Fall is fully underway here in Western Massachusetts, and I have begun to accept the need to get out winter clothes.  Emily Dickinson’s “Indian summer” poem shares a response to its welcome and inevitable, but temporary respite. “These are the days when Birds come back -” is such a musical, nostalgic and personal poem. It’s also like a painting in its control.

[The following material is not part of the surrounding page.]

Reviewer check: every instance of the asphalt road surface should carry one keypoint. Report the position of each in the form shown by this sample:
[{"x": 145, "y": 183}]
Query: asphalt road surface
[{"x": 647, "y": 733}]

These are the days when Birds come back –
A very few – a Bird or two –
To take a backward look.

These are the days when skies resume
The old – old sophistries of June –
A blue and gold mistake.

Oh fraud that cannot cheat the Bee –
Almost thy plausibility
Induces my belief,

Till ranks of seeds their witness bear –
And softly thro’ the altered air
Hurries a timid leaf.

Oh sacrament of summer days,
Oh Last Communion in the Haze –
Permit a child to join –

Thy sacred emblems to partake –
They consecrated bread to take
And thine immortal wine!

I am tickled by the thought of a bird looking back over its shoulder, “To take a backward look”. Any day now there will be a balmy morning or afternoon when I will be reminded of the carefree temperatures of early summer. But, being reminded of “June,” is for the weather to behave as a sophist, “a person who reasons with clever but fallacious arguments,” my dictionary says.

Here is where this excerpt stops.